Comparison and Research

  • compare Thought Tree with LangGraph, AutoGen, CrewAI, Semantic Kernel, workflow engines and agent systems;
  • identify where the framework overlaps, differs or can interoperate.

Tooling

  • build a TTML linter;
  • build a graph visualiser;
  • build a visual editor;
  • build an authoring assistant;
  • build a module test harness.

Minimal Reference Engine Target

A minimal Cognitive Engine should be able to:

  • load a TTML file;
  • validate its structure;
  • resolve root-level inputs;
  • execute operations in document order;
  • support TextCompletion;
  • support registered deterministic functions;
  • store intermediate artefacts;
  • resolve final outputs;
  • record an execution trace.

A more advanced engine could add:

  • dependency graph compilation;
  • iterators;
  • collections;
  • submodules;
  • dynamic planning;
  • semantic contracts;
  • human review;
  • caching;
  • parallel execution;
  • module libraries;
  • automated improvement workflows.

Repository Structure

thoughttree-framework/ README.md HANDOFF.md STATUS.md ROADMAP.md CONTRIBUTING.md GOVERNANCE.md LICENSE.md

docs/ ONE_PAGE_OVERVIEW.md WHY_THIS_MATTERS.md ARCHITECTURE.md PROGRAM_MODEL.md COGNITIVE_ENGINE.md EXECUTION_SEMANTICS.md SEMANTIC_CONTRACTS.md AUTHORING_GUIDE.md ThoughtTreeFramework.pdf

spec/ TTML_DRAFT.md TTMLSchema.xsd EXECUTION_TRACE_SCHEMA_DRAFT.json CONTRACT_SCHEMA_DRAFT.json

examples/ article-summary-review/ novel-generation-pipeline/ video-game-tdd/ compliance-gap-analysis/ module-improvement/

prototypes/ unity-novel-poc/ unity-cognitive-engine/

Who Might Be Interested?

This project may be relevant to:

  • LLM tooling developers;
  • AI workflow framework builders;
  • agent framework researchers;
  • software architects;
  • technical writers;
  • compliance and audit tooling developers;
  • game and narrative tool developers;
  • AI safety and governance researchers interested in traceability;
  • people building model-independent AI infrastructure;
  • people interested in structured human/LLM collaboration.

Author Handoff

The Thought Tree Framework was created by Robert Bateman.

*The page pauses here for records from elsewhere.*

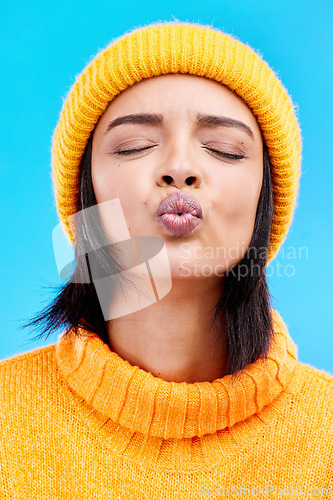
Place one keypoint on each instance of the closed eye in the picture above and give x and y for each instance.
(131, 151)
(230, 156)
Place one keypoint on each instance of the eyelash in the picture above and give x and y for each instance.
(225, 155)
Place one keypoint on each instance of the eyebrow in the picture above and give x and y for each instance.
(203, 120)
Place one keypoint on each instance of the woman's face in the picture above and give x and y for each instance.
(218, 161)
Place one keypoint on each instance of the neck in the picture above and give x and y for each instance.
(174, 338)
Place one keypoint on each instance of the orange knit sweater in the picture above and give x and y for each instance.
(79, 422)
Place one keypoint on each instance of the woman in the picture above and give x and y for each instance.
(177, 155)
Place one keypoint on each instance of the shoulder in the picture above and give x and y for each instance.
(312, 391)
(24, 375)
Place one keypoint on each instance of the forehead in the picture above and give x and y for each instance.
(180, 96)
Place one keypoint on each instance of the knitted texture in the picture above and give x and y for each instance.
(190, 49)
(78, 422)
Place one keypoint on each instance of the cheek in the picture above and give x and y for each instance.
(115, 182)
(239, 198)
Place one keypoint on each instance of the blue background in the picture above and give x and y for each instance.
(46, 44)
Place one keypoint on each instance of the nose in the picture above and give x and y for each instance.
(179, 170)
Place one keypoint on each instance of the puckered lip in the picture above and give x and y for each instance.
(180, 202)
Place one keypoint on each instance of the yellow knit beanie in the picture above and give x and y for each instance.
(177, 47)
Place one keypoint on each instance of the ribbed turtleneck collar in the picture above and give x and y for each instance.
(141, 402)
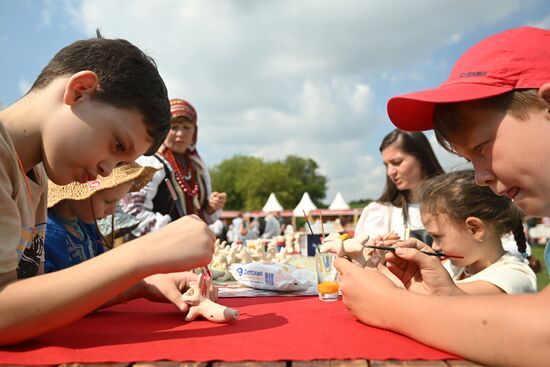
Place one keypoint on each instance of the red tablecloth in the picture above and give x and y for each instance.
(269, 329)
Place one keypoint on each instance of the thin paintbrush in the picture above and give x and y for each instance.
(174, 196)
(205, 270)
(307, 221)
(311, 230)
(429, 253)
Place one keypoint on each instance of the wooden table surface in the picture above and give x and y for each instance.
(317, 363)
(323, 363)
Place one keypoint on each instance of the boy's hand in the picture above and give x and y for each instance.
(419, 272)
(183, 244)
(168, 288)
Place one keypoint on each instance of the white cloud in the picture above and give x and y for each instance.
(279, 77)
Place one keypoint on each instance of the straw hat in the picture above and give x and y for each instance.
(140, 176)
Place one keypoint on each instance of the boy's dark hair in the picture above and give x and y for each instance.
(519, 103)
(456, 195)
(417, 145)
(127, 78)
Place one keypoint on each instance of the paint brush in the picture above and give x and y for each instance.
(174, 197)
(310, 229)
(322, 228)
(307, 221)
(429, 253)
(205, 270)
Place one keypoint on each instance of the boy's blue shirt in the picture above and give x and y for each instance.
(64, 249)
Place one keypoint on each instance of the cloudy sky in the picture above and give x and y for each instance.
(271, 78)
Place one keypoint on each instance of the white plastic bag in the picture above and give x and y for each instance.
(275, 277)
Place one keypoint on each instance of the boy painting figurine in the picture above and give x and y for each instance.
(494, 110)
(98, 103)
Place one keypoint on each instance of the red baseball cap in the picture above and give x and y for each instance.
(518, 58)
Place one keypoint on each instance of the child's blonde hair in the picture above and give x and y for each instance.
(456, 195)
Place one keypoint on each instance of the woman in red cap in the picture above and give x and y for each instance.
(182, 185)
(494, 110)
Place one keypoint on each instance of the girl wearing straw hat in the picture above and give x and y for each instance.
(72, 234)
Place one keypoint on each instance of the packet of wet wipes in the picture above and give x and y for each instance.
(274, 277)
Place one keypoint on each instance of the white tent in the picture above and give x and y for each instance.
(338, 203)
(305, 204)
(272, 204)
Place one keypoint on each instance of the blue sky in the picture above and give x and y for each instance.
(276, 77)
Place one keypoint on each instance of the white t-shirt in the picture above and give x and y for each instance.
(379, 219)
(510, 273)
(23, 219)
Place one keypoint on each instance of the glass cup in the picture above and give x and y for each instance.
(327, 284)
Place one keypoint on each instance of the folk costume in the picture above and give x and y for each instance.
(184, 174)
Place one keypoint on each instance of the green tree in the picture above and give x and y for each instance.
(305, 170)
(248, 181)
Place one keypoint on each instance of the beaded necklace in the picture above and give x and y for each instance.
(29, 193)
(185, 179)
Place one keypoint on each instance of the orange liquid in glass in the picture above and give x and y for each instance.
(327, 287)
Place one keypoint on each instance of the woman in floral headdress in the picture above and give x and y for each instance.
(182, 171)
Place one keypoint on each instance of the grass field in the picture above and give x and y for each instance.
(542, 277)
(538, 251)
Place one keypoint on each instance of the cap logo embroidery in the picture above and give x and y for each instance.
(471, 74)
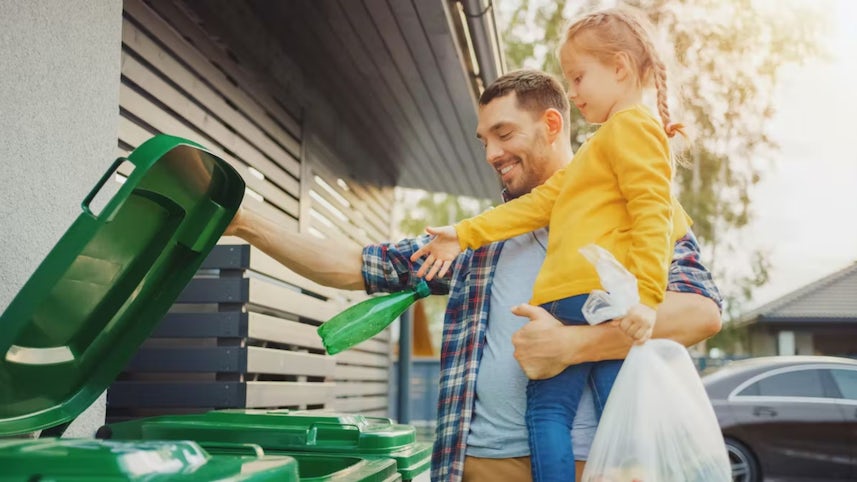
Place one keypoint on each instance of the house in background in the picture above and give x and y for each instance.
(818, 319)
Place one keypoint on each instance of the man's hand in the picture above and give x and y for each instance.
(440, 252)
(638, 323)
(235, 224)
(542, 344)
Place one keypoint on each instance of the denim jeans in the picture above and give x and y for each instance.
(552, 403)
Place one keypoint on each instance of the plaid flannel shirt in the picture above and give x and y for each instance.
(387, 267)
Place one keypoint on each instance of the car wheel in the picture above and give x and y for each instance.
(743, 462)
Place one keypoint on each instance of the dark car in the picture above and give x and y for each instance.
(788, 418)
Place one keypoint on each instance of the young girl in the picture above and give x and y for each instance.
(614, 193)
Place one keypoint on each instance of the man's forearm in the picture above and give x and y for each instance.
(682, 317)
(544, 346)
(323, 261)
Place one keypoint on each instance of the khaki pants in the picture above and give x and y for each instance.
(478, 469)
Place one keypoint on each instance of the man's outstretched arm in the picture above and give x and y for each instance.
(323, 261)
(544, 346)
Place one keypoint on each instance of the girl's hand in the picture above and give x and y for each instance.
(638, 323)
(439, 252)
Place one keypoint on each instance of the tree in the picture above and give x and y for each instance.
(729, 55)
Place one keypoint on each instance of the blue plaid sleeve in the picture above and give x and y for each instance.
(387, 267)
(688, 274)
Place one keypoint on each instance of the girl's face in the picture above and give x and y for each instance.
(594, 87)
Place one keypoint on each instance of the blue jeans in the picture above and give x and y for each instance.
(552, 403)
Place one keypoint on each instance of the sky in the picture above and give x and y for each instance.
(806, 203)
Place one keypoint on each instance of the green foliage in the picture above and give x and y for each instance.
(726, 58)
(421, 209)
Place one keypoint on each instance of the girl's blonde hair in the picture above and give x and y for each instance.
(605, 33)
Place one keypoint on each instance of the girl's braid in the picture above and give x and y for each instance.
(659, 72)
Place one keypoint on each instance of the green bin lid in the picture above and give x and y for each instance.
(78, 460)
(109, 280)
(279, 431)
(323, 468)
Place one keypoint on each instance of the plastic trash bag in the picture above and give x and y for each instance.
(620, 285)
(658, 425)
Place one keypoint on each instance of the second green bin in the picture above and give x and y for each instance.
(289, 432)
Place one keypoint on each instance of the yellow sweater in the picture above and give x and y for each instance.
(614, 193)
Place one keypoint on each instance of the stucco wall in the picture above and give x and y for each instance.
(59, 97)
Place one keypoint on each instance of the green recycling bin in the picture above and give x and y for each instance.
(94, 299)
(78, 460)
(323, 468)
(281, 432)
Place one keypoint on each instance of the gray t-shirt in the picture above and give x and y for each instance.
(498, 428)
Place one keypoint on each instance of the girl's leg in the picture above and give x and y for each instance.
(602, 376)
(551, 406)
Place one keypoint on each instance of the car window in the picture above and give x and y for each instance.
(846, 381)
(800, 383)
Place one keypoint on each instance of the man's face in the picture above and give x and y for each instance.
(515, 144)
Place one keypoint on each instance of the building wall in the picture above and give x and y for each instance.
(58, 119)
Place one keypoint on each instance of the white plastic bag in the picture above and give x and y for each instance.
(658, 425)
(620, 285)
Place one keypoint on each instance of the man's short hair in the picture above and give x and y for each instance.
(535, 91)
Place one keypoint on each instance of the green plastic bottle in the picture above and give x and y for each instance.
(368, 318)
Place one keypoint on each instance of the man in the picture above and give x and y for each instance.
(481, 434)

I have taken the Thought Tree Framework as far as I reasonably can.

Due to family commitments, caring responsibilities, work commitments, burnout recovery and the fact that the project now needs skills and networks beyond my own, I am releasing it openly.

My hope is that others can take the idea further: implement engines, refine TTML, compare it with existing workflow and agent frameworks, build examples, create module libraries, or evolve the concept into something better.

I do not want the idea to be trapped with me.

GPT-5.5 assisted me with the documentation of my ideas and this handoff repo. GPT-5.5 is also responsible for the addition of semantic contracts and collections to the framework.

License

Code: MIT. Documentation/specification: Creative Commons Attribution 0 (CC0) Attribution preferred, not required. See LICENSE and LICENSE-DOCS.md.

Short Version

Thought Tree is a proposed framework for cognitive programming.

It treats LLM-assisted work as an executable graph of:

Data Units → Operations → Data Units

A Cognitive Engine compiles and executes that graph using:

  • LLMs;
  • deterministic functions;
  • tools;
  • submodules;
  • human review;
  • validation;
  • and execution traces.

The aim is to make complex cognitive work:

  • programmable;
  • inspectable;
  • reusable;
  • auditable;
  • model-independent;
  • validatable;
  • and improvable.

This repository is a public handoff of the idea, documentation, draft standard and prototype work.